Charlottenborg Art Talk: Dorothy Amenuke & Nana Oforiatta-Ayim
Wednesday January 31, 5 -7 pm
Free admission
The talk will be in English
Nana Oforiatta Ayim and Dorothy Amenuke are invited to Copenhagen as part of the symposium Archives that Matter organised by Katrine Dirckinck-Holmfeld, Daniela Agostinho and Nanna Bonde Thylstrup in collaboration with The School of Visual Arts, Uncertain Archives, That Past’s Future, CEMES, University of Copenhagen, The Royal Library and DARIAH-EU. The talk will be moderated by Katrine Dirckinck-Holmfeld, visual artist and post-doctoral fellow at the School of Visual Arts.
Dorothy Amenuke
Dorothy Akpene Amenuke is an artist living and working in Kumasi, Ghana. Amenuke’s art involves the manipulation of a variety of fabrics and fibres through cutting, dying, tying, knotting, pasting, weaving and modeling into objects and spatial installations that evoke feelings of containment and maybe protectedness of even subtle repulsion. Devotion becomes a recurring metaphor in her use of materials, laborious processes and communal strategies in the production of her work. These are not mere repetitive obsessive actions but some sort of cumulative prayer.

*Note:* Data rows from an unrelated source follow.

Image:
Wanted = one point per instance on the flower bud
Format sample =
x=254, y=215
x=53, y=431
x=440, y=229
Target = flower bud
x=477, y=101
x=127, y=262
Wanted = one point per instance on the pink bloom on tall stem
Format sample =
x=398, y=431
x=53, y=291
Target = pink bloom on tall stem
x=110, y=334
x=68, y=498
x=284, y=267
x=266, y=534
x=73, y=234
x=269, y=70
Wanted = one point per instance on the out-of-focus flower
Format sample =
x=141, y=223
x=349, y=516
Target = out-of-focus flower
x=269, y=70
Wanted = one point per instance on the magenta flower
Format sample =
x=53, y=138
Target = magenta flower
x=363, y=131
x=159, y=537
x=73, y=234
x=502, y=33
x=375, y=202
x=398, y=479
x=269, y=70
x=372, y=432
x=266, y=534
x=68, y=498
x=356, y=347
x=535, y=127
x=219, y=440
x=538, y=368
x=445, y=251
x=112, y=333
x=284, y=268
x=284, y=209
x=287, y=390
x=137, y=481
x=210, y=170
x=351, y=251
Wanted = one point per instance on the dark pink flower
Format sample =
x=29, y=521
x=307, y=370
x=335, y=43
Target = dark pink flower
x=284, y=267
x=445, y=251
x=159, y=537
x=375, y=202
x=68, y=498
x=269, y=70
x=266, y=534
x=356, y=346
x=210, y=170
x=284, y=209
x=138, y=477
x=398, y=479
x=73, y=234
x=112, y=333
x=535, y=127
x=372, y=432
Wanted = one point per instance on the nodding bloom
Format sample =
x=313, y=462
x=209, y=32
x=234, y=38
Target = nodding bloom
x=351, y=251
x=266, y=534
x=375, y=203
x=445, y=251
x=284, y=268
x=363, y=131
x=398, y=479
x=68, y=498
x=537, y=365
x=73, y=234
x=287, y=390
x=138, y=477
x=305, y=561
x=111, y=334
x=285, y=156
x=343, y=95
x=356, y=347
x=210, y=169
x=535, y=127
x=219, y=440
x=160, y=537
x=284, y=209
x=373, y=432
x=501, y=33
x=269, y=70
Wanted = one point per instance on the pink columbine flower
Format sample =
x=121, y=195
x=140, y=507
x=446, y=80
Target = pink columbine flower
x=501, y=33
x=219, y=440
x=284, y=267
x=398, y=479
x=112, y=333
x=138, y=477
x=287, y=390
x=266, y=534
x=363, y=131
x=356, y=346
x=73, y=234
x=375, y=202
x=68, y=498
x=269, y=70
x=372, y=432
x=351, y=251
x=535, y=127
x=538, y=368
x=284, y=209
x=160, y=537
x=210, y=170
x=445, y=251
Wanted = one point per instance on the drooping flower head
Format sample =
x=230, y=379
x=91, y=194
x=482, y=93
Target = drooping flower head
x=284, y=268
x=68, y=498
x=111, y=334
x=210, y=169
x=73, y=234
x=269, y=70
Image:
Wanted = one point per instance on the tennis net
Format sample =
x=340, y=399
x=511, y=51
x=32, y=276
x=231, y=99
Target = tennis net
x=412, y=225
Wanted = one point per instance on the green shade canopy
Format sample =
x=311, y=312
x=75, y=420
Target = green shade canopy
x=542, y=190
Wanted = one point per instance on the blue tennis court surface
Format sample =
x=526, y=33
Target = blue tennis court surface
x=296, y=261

Amenuke is a lecturer in the Department of Painting and Sculpture, College of Art and Built Environment, Kwame Nkrumah University of Science and Technology, Kumasi. Amenuke has directed the International Women Artists Workshop (IWAWO 2009) organized by Art In Aktion in collaboration with Goethe-Institut Accra and currently coordinates the itinerant OFKOB Artists’ Residency in Ghana. Amenuke was the recipient of the 2012 Howard Kestenbaum/Vijay Paramsothy International Fellowship in the Haystack Mountain School of crafts, USA, and her work, “How Far How Near”, is in the collection of Stedelijk Museum Amsterdam (SMA).
Nana Oforiatta-Ayim
Nana Oforiatta Ayim is a writer, filmmaker, and art historian based in Accra, Ghana. She is founder and director of ANO Institute of Contemporary Arts, and the Creative Director of the Ghana Institute of Photography. In 2016, she created the Cultural Encyclopaedia project, which will map and archive both historical and contemporary arts and culture across Africa. She has written for publications such as frieze, Manifesta, Kaleidoscope, and African Metropolitan Architecture; and shown her films at institutions like Tate Modern, UK; the New Museum, New York; LACMA, LA; and the Witte de With, Rotterdam. Her first novel will be published in 2019 by Bloomsbury. She was recently a Sacatar Fellow in Brazil, is the recipient of the 2016 AIR Award and received the 2015 Art & Technology Award from the Los Angeles County Museum of Art.